Not surprisingly, the liquor store people want to make it illegal for the grocery store people to sell beer and wine -- particularly at convenience stores like Village Pantry, where people can pick up a (warm) six-pack along with their gasoline, cup of coffee, can of spaghetti sauce and lottery ticket.

For a while, the liquor stores argued that anyplace that sold gasoline wasn't a grocery store but a filling station, and filling stations aren't allowed to sell beer or wine. But Marsh owns Village Pantry, and Kroger, Costco and Sam's Club sell gas. The lines are blurry.

There's a lot more to the issue, and I'm not sure I own enough electrons to cover all the nuances on this blog. What it boils down to is this: The liquor stores are trying to make it tough for grocery stores to sell beer and wine, and that potentially has an impact on you, the wine consumer.

The liquor stores are claiming that they're only thinking of the children (does this sound familiar?) and the local neighborhoods who may not want a convenience store that peddles beer and wine in their midst. So, can't that be taken care of at the local level, through zoning hearings? Is it really necessary to create state laws to address neighborhood issues? And what is it that makes it OK for the Cork & Cracker to sell wine and groceries in their location (and the Marsh next door to them, for that matter), but not OK for the Village Pantry a block away to sell beer and groceries?

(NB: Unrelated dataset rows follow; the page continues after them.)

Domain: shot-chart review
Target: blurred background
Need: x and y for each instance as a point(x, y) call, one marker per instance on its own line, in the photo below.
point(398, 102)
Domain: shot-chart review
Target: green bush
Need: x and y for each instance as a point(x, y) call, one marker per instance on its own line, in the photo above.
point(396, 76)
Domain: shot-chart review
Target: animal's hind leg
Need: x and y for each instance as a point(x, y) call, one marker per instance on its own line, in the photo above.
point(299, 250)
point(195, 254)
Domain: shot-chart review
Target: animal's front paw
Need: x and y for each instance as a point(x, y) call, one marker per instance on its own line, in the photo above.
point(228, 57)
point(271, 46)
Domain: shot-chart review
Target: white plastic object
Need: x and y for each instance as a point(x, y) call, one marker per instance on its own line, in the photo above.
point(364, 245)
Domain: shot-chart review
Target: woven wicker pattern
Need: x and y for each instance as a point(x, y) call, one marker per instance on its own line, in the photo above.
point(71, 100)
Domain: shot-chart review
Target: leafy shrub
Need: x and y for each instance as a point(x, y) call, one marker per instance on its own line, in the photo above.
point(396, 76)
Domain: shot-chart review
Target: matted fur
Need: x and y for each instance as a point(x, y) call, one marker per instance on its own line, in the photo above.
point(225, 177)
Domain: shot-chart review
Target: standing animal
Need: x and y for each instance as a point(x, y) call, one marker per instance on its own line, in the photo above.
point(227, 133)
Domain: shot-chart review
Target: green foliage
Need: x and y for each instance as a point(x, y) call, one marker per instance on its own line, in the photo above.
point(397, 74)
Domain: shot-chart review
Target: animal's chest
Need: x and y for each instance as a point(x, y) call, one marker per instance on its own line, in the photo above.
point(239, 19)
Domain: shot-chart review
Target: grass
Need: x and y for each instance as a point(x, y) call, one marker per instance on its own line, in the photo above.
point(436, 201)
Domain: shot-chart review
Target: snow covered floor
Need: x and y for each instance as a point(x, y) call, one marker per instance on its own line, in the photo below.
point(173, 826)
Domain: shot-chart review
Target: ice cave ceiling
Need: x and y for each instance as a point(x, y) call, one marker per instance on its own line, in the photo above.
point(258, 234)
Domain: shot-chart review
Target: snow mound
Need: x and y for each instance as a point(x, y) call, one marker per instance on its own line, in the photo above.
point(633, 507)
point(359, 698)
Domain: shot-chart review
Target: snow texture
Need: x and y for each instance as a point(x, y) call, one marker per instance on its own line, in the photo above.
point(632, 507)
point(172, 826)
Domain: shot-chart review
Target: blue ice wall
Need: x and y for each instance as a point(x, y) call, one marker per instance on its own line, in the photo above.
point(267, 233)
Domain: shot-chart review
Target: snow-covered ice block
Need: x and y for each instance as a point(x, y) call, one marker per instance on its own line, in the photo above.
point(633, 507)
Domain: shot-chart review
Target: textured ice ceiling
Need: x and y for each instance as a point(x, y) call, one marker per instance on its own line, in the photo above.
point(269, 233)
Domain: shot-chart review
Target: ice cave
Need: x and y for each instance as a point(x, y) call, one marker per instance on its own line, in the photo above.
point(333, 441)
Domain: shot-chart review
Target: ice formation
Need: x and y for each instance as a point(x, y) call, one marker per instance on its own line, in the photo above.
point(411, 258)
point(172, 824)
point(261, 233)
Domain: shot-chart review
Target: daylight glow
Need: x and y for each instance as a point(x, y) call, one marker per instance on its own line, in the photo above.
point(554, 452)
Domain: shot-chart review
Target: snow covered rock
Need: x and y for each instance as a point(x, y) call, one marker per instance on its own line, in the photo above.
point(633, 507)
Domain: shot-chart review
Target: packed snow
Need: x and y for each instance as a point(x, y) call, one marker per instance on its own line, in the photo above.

Well, guess what: The liquor stores aren't concerned about the neighborhoods, or that the chilluns might be exposed to seeing beer and wine on store shelves. They're concerned about their bottom lines. Period. They're paying their lobbyists to protect and expand their turf, while you consumers -- oh, you don't have a lobbyist, do you? Pity.

Beyond that, grocery licenses make it more affordable for budding entrepreneurs to go into business as wine merchants. And wine shops / gourmet groceries are pleasant, wholesome places for the whole family to go. The kids don't have to stay out in the car while Mom or Dad shops, and if they do go in there aren't any girlie mags to shock their sensibilities.

What may happen is that the existing wine shops / gourmet groceries will be grandfathered, and protected by new legislation that will curtail the establishment of new, similar shops. The owners of the grandfathered shops won't care, because their licenses will suddenly be worth lots more. Who will lose? Potential entrepreneurs and consumers. But you don't have a lobbyist, do you? Pity.

The Indiana General Assembly will likely be deciding the grocery store issue next week. If you care about it, call your legislators.

*Attributed to Mark Twain or Gideon J. Tucker.